Key considerations when choosing an IaaS provider
There are a variety of IaaS providers available with limitless options and configurations to choose from. To make the best decision for your organization, it's important to consider IaaS best practices and requirements specific to your industry or organization. Of course, budget and ROI will also be key points of consideration as well. Here are some additional key elements to consider.
Security and reliability
When selecting an IaaS provider, narrowing down vendor candidates can begin with various compliance and governance requirements organizations may have. For example, healthcare organizations make a point of selecting HIPAA-compliant IaaS providers to host their infrastructure. Retail banking organizations often highly rank data encryption mechanisms, identity and access management (IAM), and multi-factor identification in addition to IaaS best practices relating to security and reliability. However, less regulated organizations have more leeway in considering a cloud service provider’s methods and certifications for securing underlying infrastructure.
Disaster recovery
Quick backup and recovery services with excellent data retention capabilities are key when industries are highly regulated and audited, let alone the average organization that is trying to maintain operational status.
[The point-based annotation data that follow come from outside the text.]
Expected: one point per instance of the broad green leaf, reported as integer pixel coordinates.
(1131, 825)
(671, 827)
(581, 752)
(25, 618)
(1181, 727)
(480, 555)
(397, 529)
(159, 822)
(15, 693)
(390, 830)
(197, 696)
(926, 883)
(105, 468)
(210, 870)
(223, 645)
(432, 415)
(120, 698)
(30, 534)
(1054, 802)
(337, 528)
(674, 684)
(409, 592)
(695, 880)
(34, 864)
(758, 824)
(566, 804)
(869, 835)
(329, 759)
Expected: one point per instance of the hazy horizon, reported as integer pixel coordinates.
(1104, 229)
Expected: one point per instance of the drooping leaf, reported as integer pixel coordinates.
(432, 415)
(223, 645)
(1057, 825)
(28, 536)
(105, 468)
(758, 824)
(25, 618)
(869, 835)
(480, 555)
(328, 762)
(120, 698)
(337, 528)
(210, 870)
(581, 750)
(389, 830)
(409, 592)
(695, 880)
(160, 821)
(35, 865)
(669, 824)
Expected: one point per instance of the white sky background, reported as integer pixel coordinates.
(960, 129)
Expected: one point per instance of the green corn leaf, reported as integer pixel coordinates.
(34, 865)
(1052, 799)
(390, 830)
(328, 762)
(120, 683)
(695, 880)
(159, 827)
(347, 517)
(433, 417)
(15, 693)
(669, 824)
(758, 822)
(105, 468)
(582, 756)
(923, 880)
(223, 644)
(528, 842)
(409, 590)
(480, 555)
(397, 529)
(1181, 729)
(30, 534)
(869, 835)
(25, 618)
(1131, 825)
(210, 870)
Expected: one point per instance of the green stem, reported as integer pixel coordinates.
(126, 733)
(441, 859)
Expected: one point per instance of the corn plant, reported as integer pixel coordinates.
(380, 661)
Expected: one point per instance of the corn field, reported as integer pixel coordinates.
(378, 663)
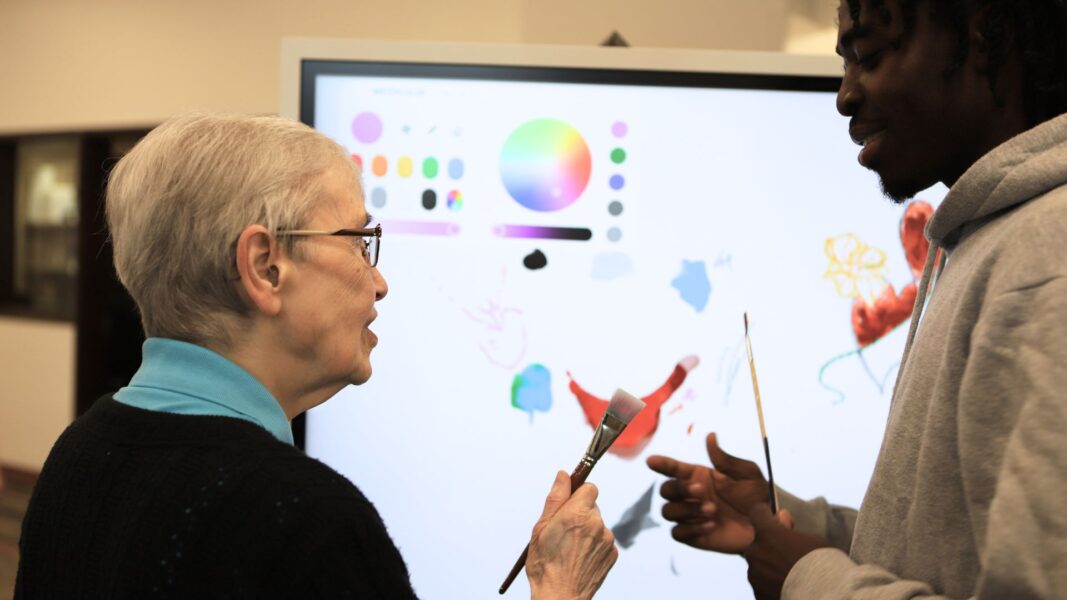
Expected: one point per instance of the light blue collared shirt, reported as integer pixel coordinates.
(182, 378)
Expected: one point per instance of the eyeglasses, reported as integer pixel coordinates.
(370, 239)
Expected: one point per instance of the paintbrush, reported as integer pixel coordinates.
(763, 428)
(620, 411)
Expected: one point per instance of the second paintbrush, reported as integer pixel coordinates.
(763, 428)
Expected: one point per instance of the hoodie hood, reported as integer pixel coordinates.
(1020, 169)
(1017, 171)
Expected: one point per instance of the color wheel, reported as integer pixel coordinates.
(545, 164)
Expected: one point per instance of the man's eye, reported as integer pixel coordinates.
(866, 59)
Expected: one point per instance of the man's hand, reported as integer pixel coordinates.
(775, 550)
(571, 549)
(695, 502)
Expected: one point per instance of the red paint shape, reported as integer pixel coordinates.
(872, 321)
(639, 432)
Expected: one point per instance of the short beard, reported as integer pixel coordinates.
(897, 195)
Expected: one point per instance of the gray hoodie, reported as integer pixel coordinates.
(969, 496)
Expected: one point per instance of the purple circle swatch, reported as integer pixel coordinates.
(367, 127)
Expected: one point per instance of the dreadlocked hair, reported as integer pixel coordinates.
(1037, 29)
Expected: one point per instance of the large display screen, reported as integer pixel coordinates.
(554, 234)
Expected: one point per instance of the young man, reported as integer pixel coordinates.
(966, 499)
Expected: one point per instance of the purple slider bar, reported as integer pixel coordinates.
(542, 232)
(420, 227)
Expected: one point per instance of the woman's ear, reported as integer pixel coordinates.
(260, 265)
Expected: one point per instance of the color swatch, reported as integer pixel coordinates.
(537, 232)
(545, 164)
(420, 227)
(455, 200)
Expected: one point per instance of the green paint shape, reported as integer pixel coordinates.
(430, 168)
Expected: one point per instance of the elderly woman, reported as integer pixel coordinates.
(244, 242)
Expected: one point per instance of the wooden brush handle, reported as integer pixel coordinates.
(577, 477)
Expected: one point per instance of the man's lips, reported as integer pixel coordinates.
(861, 131)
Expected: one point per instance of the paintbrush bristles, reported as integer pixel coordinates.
(624, 406)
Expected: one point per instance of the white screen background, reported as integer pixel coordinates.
(750, 183)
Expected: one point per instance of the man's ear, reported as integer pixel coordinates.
(263, 268)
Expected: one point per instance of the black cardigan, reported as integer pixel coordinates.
(140, 504)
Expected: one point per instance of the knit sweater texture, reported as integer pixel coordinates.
(140, 504)
(967, 499)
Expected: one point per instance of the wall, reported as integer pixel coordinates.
(36, 389)
(68, 64)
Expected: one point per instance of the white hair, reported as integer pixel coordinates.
(178, 201)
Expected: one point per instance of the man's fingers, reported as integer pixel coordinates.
(785, 518)
(736, 468)
(687, 532)
(557, 495)
(669, 467)
(684, 511)
(680, 490)
(761, 516)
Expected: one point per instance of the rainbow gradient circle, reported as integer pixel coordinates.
(455, 200)
(545, 164)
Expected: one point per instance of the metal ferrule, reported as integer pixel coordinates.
(609, 428)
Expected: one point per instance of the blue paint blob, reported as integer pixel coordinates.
(531, 390)
(693, 284)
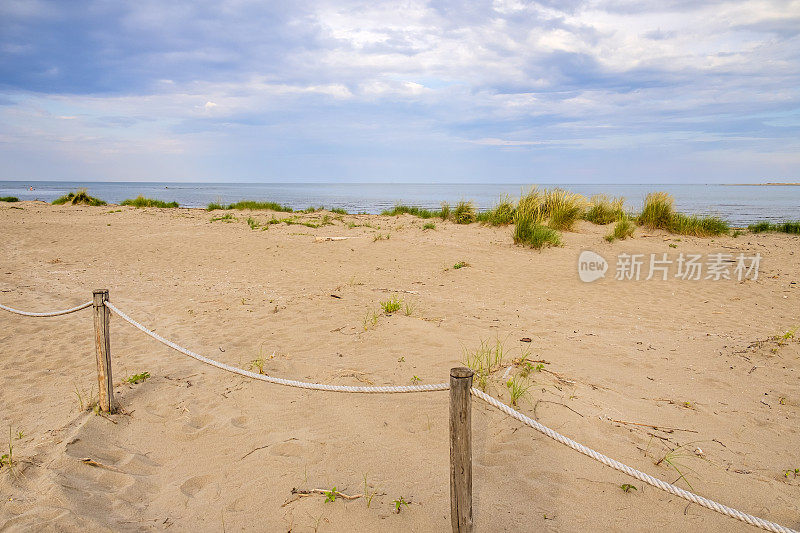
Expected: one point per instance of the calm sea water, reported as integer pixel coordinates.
(738, 204)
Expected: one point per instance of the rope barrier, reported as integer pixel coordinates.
(270, 379)
(646, 478)
(641, 476)
(49, 313)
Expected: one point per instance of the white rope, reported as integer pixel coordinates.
(663, 485)
(650, 480)
(50, 313)
(278, 381)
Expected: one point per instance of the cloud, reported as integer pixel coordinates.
(450, 82)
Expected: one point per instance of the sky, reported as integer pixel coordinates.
(568, 91)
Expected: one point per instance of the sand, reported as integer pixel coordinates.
(195, 448)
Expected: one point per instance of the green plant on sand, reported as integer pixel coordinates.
(78, 198)
(141, 201)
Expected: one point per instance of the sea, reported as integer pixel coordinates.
(738, 204)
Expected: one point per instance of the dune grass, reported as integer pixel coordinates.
(792, 227)
(251, 205)
(698, 226)
(502, 214)
(419, 212)
(659, 213)
(603, 210)
(528, 227)
(141, 201)
(622, 229)
(78, 198)
(563, 208)
(464, 213)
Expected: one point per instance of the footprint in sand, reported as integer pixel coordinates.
(195, 484)
(240, 422)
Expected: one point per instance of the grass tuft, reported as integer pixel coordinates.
(622, 230)
(528, 229)
(141, 201)
(780, 227)
(410, 210)
(658, 211)
(604, 210)
(444, 213)
(502, 214)
(698, 226)
(464, 213)
(391, 305)
(137, 378)
(78, 198)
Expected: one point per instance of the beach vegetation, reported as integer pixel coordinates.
(330, 495)
(7, 459)
(411, 210)
(603, 210)
(370, 320)
(698, 226)
(398, 503)
(141, 201)
(623, 229)
(464, 213)
(391, 305)
(137, 378)
(517, 388)
(81, 197)
(658, 211)
(530, 233)
(368, 495)
(484, 360)
(258, 364)
(780, 227)
(250, 205)
(502, 214)
(562, 208)
(672, 459)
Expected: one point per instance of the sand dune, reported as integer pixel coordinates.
(196, 448)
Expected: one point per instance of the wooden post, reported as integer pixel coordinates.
(103, 345)
(461, 450)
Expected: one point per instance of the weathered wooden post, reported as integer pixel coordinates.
(461, 450)
(103, 345)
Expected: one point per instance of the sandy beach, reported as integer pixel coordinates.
(705, 373)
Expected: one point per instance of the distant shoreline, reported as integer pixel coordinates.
(771, 184)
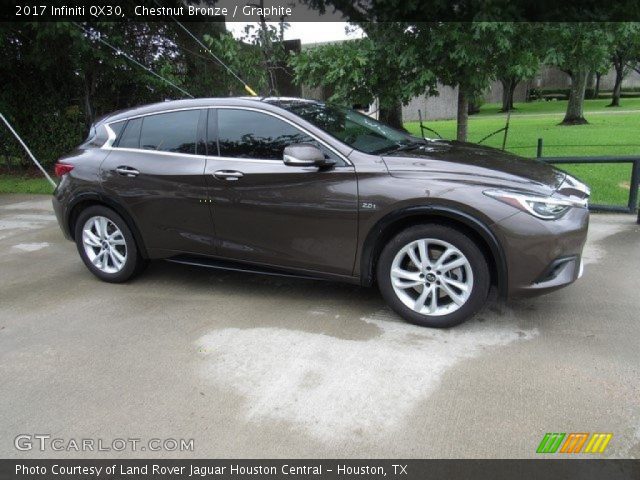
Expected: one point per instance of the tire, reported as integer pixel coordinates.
(464, 276)
(122, 256)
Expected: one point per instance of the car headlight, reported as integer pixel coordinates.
(546, 208)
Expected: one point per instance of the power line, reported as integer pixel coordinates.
(129, 57)
(208, 50)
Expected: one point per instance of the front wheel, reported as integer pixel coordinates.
(434, 276)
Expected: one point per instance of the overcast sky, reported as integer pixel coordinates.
(307, 32)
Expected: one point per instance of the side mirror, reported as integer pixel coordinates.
(305, 155)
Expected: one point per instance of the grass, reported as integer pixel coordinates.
(24, 184)
(611, 131)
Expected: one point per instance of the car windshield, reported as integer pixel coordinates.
(356, 130)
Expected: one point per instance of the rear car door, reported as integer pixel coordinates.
(269, 213)
(155, 170)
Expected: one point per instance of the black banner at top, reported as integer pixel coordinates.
(319, 10)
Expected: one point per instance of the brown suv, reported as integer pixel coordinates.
(301, 188)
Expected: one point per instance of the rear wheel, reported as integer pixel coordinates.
(106, 245)
(434, 276)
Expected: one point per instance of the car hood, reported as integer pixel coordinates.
(466, 162)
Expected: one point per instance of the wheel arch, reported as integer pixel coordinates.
(86, 200)
(392, 223)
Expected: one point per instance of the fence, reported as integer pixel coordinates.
(632, 204)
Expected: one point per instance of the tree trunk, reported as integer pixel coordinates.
(463, 115)
(575, 107)
(617, 86)
(596, 90)
(508, 88)
(391, 115)
(89, 113)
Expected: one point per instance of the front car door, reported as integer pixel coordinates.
(156, 171)
(269, 213)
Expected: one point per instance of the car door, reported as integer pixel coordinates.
(156, 171)
(269, 213)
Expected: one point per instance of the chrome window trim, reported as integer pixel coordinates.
(108, 145)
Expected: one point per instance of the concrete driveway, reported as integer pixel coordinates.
(252, 366)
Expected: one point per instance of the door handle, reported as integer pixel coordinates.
(127, 171)
(229, 175)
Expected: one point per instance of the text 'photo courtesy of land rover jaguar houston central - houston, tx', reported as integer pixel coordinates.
(299, 187)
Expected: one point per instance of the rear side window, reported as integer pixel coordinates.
(117, 128)
(248, 134)
(131, 135)
(170, 132)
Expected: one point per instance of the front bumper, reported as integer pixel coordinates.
(543, 255)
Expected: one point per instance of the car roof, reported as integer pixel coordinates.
(265, 103)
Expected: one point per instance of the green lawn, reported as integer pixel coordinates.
(611, 131)
(23, 184)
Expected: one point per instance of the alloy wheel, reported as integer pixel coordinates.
(104, 244)
(431, 277)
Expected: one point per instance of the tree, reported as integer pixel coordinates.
(464, 55)
(360, 71)
(519, 60)
(577, 49)
(626, 48)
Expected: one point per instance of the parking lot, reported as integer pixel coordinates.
(253, 366)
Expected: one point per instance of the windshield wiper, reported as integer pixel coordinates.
(399, 147)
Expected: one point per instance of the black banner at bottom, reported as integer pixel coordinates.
(320, 469)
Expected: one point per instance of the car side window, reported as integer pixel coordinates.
(256, 135)
(170, 132)
(131, 135)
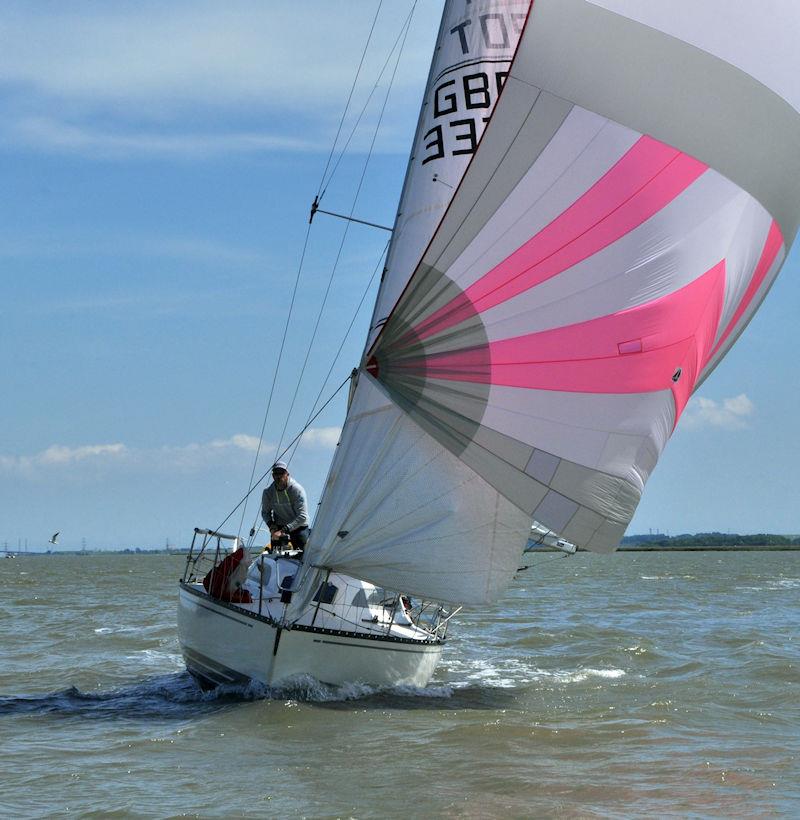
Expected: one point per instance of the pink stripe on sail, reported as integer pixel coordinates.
(646, 179)
(599, 355)
(772, 246)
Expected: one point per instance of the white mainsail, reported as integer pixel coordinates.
(540, 329)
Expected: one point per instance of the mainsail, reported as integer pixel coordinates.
(542, 324)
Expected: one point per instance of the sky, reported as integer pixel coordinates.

Carefully considering the minimum level of disaster recovery required for your organization is a delicate balance between compliance, risk mitigation, and budget.
Some common methods include:
- Backup and restore: Data and applications are regularly backed up to a remote or cloud-based location, and, in case of an adverse event, the stored backups can be deployed to continue operations. However, this solution can take hours or days and may not be acceptable for all organizations.
- Pilot light disaster recovery: In this method, a minimal version of an organization's operationally necessary environment is maintained in the cloud (e.g., pilot light) where the data is live but the system is idle, awaiting instructions. In doing so, critical systems can be back online in usually less than an hour while non-critical systems can be brought back via backup and restore. This solution helps organizations with budget constraints or various lines of business with varying degrees of criticality to select an appropriate disaster recovery plan for their needs.
- Warm stand-by: This method maintains a scaled-down version of an organization's full production environment which is constantly running in the cloud. In case of disaster, the stand-by system can immediately be deployed while additional resources can be scaled up to fully operational levels. Warm-standby disaster recovery can usually be completed in roughly 10 to 20 minutes but is more costly than backup and restore or pilot light methods.
- Hot stand-by: Sometimes referred to as "real-time backup," the hot stand-by method involves a duplicate, fully operational production environment running in parallel in the cloud. Since the hot stand-by is an up-to-date, exact copy of the original live environment, an almost instantaneous switchover can occur in seconds so that an outage wouldn't even be detected by the user. And, while this is certainly an excellent option, it can be prohibitively costly for many organizations.
- Multi-cloud disaster recovery: For highly regulated, real-time data dependent, global organizations, the multi-cloud method may make sense. This solution requires a duplicate, fully operational production be continually running in a competing cloud provider's infrastructure so that if Microsoft had a serious cloud service event, the organization could jump to its AWS or Google cloud immediately. And, while a very effective strategy, this method can be extremely complex and costly to instantiate.
The noisy neighbor problem
As other tenants using IaaS systems may suddenly increase resource usage (e.g., bandwidth), be sure to speak with possible IaaS providers in detail about how quickly they will detect these spikes, how they will be resolved, and what guaranteed service levels or remediation guarantees are in place. By choosing a provider who not only has high reliability ratings but also one that provides infrastructure fairly for all involved, organizations can feel more secure in their IaaS system availability.
Flexibility and options in providing virtual resources
Consider your network, storage, and compute requirements and the initial options a potential cloud services provider offers for server size, virtual machine size, number of processing units, memory units, storage units, etc. Do they have the ability to address organizational requirements on Day One, or will it require modifications that may impact the provider’s service level or maintenance schedule?
Scalability
For organizations anticipating rapid growth, or those whose system usage can vary greatly in the general course of business, discussions with potential cloud providers regarding not only their scaling services (e.g., notice, timing, available resources) but also the flexibility of their service contracts is key. Look for a provider with flexible plans where fees scale closely with actual infrastructure usage. For organizations anticipating a more steady state of infrastructure usage, a consistent subscription or license fee may be acceptable.
User level controls
Organizations with highly specialized needs or unique industry requirements must carefully consider the level of control they require over IaaS features selected with a potential IaaS provider. Specifically, are the features selected a) within client control consistently and b) easily accessible for client personnel? Third, what impact will this level of control have on the cloud provider's overall offering, services, and cost structure?
Network speed and availability
Evaluation of bandwidth, latency, and network throughput are certainly key points to evaluate with potential IaaS providers, as are network availability and resiliency. In addition, potential provider locations may be a consideration for global organizations where geographic location can impact latency due to physical infrastructure challenges (e.g., quality of fiber network in the region).